Retail sales of used vehicles, which represent used car dealer sales, are expected to rise to 20.3 million vehicles in 2020, from 20 million in 2019. In the second quarter of fiscal 2020, which ended Oct. 31, Bentonville-based America’s Car-Mart reported vehicle sales rose 8.7% to 13,763 vehicles, from the same period in the previous year. Earnings for the buy here, pay here used car dealer rose 23.1% to $13.88 million. Revenue increased by 13.8% to $190.31 million.
Smoke said the growth in used vehicle sales in 2020 is most likely to come from 5- to 8-year-old vehicles, compared to recent years in which the growth could be attributed to vehicles that are up to 4 years old. Total used vehicle sales are expected to decline to 39.4 million vehicles in 2020, from 39.6 million in 2019, according to Cox Automotive.
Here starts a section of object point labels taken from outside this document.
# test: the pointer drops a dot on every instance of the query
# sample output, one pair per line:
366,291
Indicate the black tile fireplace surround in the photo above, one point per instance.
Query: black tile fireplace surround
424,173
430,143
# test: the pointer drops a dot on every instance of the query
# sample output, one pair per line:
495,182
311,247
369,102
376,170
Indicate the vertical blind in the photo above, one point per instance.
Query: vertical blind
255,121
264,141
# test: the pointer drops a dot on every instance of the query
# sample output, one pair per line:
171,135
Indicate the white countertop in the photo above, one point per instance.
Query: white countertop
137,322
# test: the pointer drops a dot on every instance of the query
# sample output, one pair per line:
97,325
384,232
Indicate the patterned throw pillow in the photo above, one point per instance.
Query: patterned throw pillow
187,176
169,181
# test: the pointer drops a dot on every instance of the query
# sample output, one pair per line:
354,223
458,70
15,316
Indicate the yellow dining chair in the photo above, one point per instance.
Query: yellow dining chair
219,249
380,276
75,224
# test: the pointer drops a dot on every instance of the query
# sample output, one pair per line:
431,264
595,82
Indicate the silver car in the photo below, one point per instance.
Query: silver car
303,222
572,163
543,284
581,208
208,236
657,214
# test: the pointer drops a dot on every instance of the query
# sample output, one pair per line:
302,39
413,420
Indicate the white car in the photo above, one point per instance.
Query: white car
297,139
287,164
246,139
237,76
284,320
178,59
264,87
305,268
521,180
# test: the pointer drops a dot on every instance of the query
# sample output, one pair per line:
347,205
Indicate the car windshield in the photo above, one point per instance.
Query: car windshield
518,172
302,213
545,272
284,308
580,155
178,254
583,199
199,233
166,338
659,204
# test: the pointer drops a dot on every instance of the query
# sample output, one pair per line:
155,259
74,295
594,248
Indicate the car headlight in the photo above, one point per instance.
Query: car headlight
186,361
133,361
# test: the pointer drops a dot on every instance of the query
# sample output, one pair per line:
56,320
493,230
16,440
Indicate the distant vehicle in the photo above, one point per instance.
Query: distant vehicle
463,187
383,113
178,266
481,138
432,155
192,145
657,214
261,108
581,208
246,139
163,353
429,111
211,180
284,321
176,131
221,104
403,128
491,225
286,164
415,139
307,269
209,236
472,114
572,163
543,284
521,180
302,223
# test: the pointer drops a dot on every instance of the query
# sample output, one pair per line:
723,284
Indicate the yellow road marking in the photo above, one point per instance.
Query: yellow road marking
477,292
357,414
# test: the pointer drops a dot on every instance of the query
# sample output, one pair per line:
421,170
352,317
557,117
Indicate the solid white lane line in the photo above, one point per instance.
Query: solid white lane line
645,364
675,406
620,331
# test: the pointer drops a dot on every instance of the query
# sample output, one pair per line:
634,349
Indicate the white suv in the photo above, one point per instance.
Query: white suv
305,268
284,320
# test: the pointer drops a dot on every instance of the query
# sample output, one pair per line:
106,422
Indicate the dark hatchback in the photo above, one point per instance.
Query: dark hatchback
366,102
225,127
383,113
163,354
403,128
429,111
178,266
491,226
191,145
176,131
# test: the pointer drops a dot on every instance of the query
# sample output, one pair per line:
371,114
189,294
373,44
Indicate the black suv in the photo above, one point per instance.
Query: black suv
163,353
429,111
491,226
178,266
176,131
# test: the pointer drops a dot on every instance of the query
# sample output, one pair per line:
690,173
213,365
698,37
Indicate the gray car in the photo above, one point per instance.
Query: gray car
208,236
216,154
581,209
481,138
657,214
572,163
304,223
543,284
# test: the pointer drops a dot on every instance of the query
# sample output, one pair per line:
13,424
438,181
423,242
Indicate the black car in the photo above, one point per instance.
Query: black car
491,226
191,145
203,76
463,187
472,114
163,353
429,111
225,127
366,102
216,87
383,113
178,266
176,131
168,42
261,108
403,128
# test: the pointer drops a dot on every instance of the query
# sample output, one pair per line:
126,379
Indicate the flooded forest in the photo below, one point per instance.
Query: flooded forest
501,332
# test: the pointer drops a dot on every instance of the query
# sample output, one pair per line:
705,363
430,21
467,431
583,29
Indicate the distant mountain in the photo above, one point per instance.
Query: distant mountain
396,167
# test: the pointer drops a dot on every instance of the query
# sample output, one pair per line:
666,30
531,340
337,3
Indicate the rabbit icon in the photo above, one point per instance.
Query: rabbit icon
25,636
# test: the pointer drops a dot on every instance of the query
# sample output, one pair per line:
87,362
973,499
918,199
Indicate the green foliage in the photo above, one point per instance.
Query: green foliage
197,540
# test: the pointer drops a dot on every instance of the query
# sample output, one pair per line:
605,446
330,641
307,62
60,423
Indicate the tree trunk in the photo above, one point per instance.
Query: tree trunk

Three-year-old vehicles comprise the largest share of vehicles sold at auction at Manheim, Smoke said. Values have been stable for 1-year-old vehicles, which comprise rental or program vehicles. In December, the average price for rental vehicles sold at auction rose 3.5%, from the same month in 2018. The price increased by 1.5% in December, from November. Average mileage for the vehicles rose 6% to 51,395 in December, from the same month in 2018. The December mileage was up 5% from November. The condition of rental vehicles sold continues to improve, Rahim said.
Vehicles that are coming off lease hit a peak in 2019 at 4.1 million vehicles, and the same number of vehicles is expected to come off lease in 2020.
“We are at high tide,” Smoke said. “The high tide in off-lease units will continue to fuel strong sales of higher-priced gently used vehicles. However, as higher incentives and heavier discounting of brand new units is likely, pressure will keep used prices in check.”
Cox Automotive’s Dealer Sentiment Index for the fourth quarter shows that the market is mostly unchanged from the third quarter and remains negative with an index score of 47. The one-point decrease from the third-quarter score of 48 was not statistically significant.
The fourth-quarter score increased three points, from the same period in 2018. The index has been more positive for franchise dealers than it has been for independents, but the gap has become narrower. The index score for franchise dealers fell five points to 51 in the fourth quarter, from the third quarter. The score for independent dealers was flat at 46. The decline in the score for franchise dealers can be attributed to a decrease in used vehicle sales from the previous quarter. The new vehicle market is stable for franchise dealers, down one point from the third quarter and remains positive at 56.
Views for the future were similar among franchise and independent dealers, with index values of 54 and 51, respectively. The rise in the score for independent dealers likely is a result of improved used vehicle inventory and rising profits. Factors negatively impacting business for all dealers were consistent in the fourth quarter, with market conditions at the top. Competition was second, followed by credit availability for consumers and limited inventory. The economy was No. 5.